Deputy Mayor Jones had concerns about a budget over expediture that had not come before council although controls have been put in place.” I believe there is a weakness. However rationalized, this expenditure, well over budget, never came before us..,” he said. Councillor Springgay referred to the situation as “communications issue”.. that need not have happened.
Councillor Grant who was adamant that the desire expressed by the WI community for a Seniors residence not get lost simply because the Frontenac County report seems to focus on Sharbot Lake. He said, “we cannot let it drop.”
Music Fest organizers are expected for a meeting early in the new year.
FYI: Budget meetings are now underway with further meetings in early December and in January when, according to Mayor Doyle, the municipality hopes to finalize their household target for maximum tax increase, (an approach used by Kingston) “We talked about this concept, and said we should pick a number some place between 2 and 4 %. Then we know what we can afford to do, as we will have our total township revenue.”
Council meets next: Mon. Dec. 10th , Howe Island at 6:30 pm
Wolfe Island Post Office a treasure for Islanders
The 'Christmas Elves' on Wolfe Island have been busy decorating Marysville in time for the Santa Claus Parade and Christmas. Not to be outdone, Islanders Janice Frost and Doris Eves joined Catherine Crowe (acting postmaster) in decorating the island's rural Post Office for the Holiday Season.. The Post Office is recognized as one of, (maybe) the busiest of the smaller offices in the region. Not surprising really. Anything available at the Kingston Post Office is available on the island. It is a lovely size, accessible , brightly painted and full of light. It has a well controlled bulletin board and most importantly, wonderful staff including those who come in to sort the rural mail, and deliver it, those who fill the lock and key boxes, serve at the counter and those deliver the mail to the city for the rest of its journey.
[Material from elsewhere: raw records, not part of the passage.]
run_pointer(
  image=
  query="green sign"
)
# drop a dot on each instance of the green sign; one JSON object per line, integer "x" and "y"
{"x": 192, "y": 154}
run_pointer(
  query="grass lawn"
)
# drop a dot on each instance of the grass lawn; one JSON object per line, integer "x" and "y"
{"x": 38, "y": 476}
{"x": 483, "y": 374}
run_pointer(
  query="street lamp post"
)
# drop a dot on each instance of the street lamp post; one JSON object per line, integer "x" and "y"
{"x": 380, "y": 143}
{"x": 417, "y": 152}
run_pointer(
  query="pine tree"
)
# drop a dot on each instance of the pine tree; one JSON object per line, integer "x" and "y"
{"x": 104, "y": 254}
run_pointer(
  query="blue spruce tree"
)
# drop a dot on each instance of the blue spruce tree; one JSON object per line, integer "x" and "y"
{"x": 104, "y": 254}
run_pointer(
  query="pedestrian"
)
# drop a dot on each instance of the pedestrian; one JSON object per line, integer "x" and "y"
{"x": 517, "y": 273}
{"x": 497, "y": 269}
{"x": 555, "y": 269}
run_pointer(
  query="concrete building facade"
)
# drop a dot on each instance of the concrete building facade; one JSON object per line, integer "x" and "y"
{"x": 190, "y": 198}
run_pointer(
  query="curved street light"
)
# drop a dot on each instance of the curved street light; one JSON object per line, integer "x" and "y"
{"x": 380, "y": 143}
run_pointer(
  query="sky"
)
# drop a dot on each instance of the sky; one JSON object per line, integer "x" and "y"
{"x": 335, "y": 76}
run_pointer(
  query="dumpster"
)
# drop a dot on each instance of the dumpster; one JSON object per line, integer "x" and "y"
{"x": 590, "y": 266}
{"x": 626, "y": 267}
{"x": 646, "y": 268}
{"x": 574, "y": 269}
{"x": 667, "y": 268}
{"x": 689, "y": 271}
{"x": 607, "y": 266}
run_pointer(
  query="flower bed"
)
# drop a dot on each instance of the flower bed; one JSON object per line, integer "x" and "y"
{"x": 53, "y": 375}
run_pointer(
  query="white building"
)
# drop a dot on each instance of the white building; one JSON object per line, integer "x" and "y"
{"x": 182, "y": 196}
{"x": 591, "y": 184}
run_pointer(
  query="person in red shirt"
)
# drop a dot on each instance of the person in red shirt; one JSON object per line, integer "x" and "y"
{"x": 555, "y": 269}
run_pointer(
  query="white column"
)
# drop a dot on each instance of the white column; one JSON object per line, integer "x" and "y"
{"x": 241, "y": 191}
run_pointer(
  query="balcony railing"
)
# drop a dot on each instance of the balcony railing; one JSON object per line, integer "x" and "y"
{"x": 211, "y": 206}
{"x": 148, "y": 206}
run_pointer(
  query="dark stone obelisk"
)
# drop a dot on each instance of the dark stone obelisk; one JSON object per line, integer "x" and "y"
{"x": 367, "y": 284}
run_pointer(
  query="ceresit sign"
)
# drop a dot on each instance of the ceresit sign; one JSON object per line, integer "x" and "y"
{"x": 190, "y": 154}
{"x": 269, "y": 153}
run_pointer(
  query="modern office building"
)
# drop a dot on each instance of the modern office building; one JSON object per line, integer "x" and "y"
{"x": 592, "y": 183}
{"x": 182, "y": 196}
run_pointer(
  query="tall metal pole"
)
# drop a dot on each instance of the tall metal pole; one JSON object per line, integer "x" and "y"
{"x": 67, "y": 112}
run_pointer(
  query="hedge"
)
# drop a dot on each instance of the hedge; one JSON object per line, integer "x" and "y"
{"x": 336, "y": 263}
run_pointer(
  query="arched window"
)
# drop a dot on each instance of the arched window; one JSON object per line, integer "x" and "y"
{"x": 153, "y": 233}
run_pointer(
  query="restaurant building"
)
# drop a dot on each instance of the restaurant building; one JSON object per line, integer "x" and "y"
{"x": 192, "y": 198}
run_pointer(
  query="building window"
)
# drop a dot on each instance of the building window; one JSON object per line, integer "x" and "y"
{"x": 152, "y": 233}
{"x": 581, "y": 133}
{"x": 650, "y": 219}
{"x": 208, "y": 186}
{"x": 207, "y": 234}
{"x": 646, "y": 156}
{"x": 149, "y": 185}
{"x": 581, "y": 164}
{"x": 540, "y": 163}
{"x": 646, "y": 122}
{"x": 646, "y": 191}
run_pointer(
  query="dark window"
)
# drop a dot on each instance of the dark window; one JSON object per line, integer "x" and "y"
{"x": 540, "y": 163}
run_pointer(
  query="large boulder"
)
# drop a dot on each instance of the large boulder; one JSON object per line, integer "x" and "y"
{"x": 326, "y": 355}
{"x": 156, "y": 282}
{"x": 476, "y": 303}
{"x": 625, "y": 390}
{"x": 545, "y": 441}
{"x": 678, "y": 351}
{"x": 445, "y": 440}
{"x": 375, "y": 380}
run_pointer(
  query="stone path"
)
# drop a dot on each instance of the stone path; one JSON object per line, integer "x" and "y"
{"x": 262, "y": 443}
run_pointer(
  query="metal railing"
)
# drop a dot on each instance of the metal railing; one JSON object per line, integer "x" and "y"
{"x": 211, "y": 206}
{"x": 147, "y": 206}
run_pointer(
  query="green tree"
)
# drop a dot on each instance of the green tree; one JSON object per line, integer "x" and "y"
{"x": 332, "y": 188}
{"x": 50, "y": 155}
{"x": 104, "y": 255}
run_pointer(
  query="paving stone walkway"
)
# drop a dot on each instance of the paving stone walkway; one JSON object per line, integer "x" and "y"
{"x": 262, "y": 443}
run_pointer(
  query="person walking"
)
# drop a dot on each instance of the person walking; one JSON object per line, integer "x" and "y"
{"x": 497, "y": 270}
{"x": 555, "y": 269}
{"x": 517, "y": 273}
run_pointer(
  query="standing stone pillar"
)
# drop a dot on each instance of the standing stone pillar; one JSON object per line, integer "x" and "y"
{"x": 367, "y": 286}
But the Post Office is even more than that.. Here I go again remembering…. this time about the late Clifton Fargo who provided much sage (kind and wise) advice following our decision to live on the island. “It is good to get out every day,” he said. “Come in to Fargo's to pick up the paper and go to the Post Office to pick up the mail, great places to meet people and to catch up on the news, or to break the dreariness of a dark day.” Clifton said. And he was right. The Post Office as well as fulfilling all postal needs, including gift purchases (unique stamps etc), has provided many happy/sad moments to stay in touch with people locally, to hear what's going on, offered opportunities for lively discussion, and of course to meet new residents . So it is no surprise as the Island prepares for Christmas that the Post Office would get ready too.. It's a community event…
Around Town:*The WI Community Hall, for too long without heat, now new quiet heater, was the perfect place to be following the Remembrance Day event and for the Christmas Market… Lovely , lovely….. *The HI County Ferry has been undergoing regulated shut downs for repairs. An unscheduled shutdown caused Kim Nossal (HIRA) to call for a (County) Alert for Ferry Outages involving a residential 'listserv' to be used by operators to immediately announce a ferry outage (also for back in service). “an email can be sent to a 'listserv' from any smartphone -” he noted. *Frontenac County has chosen a logo for its 150th Anniversary. Check it out.
Coming events: WI Santa Claus Parade, Saturday, Dec. 8th at 4:30 pm. *Fundraiser Yoga Class Sunday, December 9th St. Margarets Hall cost: $10.00 * Nine Lessons and Carols (Ecumenical service) Sunday Dec. 23rd at 7 pm Trinity Anglican.